The Graduated plan offers monthly payments that start out low and will increase every 2 years. This is a good plan for individuals who expect their income to increase steadily over time. The maximum term is 30 years to repay this loan. Monthly payments are never less than the amount of interest that accrues between payments.
The Income Based Repayment (IBR) plan is a plan offered by the Department of Education that can help borrowers who cannot afford their monthly payment. This plan caps your maximum payment to 10% of your income after taxes and other mandatory expenditures.
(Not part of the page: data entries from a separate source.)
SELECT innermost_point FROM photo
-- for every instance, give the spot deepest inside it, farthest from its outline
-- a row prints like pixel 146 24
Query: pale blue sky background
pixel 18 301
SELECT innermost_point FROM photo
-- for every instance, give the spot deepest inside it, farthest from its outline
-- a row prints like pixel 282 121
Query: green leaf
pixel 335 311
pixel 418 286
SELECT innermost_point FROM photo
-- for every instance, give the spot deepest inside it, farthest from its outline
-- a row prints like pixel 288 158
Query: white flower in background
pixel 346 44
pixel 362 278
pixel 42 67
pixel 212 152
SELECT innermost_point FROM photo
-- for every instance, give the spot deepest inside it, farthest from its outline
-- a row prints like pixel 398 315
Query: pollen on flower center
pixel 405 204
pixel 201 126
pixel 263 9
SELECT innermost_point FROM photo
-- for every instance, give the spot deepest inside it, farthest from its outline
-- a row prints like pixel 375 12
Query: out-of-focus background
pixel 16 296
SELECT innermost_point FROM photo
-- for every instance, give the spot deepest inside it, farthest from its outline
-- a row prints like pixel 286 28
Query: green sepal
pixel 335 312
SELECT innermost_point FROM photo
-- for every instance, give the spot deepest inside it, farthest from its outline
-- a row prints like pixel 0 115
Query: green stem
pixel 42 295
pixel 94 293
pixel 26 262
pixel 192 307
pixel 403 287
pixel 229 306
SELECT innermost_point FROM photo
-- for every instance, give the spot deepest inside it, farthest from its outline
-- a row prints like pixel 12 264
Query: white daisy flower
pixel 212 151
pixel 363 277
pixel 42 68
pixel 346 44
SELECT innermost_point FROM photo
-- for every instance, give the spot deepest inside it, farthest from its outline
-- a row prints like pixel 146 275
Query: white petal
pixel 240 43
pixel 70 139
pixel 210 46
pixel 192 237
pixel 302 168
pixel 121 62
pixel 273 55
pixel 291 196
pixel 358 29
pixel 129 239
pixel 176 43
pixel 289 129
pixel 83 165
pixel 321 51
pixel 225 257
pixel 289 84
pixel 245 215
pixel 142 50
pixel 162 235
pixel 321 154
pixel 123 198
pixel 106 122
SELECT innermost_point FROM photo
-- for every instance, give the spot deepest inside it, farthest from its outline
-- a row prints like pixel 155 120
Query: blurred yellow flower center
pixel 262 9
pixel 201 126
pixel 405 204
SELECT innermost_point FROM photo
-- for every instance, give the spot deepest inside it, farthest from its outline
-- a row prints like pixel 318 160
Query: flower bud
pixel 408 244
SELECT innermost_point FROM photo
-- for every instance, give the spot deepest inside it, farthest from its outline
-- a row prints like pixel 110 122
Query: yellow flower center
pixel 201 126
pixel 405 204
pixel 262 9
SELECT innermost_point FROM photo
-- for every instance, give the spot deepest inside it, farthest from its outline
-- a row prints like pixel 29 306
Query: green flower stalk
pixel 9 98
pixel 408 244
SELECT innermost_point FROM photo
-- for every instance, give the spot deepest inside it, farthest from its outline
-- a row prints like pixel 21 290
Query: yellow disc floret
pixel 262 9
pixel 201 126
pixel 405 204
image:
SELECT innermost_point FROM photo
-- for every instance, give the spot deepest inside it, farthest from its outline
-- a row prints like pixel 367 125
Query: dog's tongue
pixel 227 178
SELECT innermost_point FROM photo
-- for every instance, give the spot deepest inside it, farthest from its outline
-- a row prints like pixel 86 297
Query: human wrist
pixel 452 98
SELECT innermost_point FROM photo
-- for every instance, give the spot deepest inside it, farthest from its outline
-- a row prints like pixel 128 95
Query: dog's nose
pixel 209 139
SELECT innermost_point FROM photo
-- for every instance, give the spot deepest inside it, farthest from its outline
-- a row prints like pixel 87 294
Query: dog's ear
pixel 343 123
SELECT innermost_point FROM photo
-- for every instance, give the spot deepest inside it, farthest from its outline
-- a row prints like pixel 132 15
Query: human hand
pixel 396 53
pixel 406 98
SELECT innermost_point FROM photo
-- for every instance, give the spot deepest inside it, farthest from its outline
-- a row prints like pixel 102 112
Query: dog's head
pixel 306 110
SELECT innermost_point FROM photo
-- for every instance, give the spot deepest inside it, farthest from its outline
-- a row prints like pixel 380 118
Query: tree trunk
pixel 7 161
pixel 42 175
The PAYE Plan is a financial hardship program. PAYE caps monthly payments for Federal Direct Student Loans at 10% of discretionary income to make them affordable based on annual income as well as state of residency. Payments are recalculated once a year.If filing a tax return as Married Filing Jointly, your spouse’s income will be include in the calculation to determine your monthly payment. The maximum term for this plan is 20 years.
The Income Contingent Repayment (ICR) plan is designed to make repaying education loans easier for students who intend on pursuing jobs with lower salaries, such as careers in public service. It does this by pegging the monthly payments to the borrower’s income, family size, and total amount borrowed.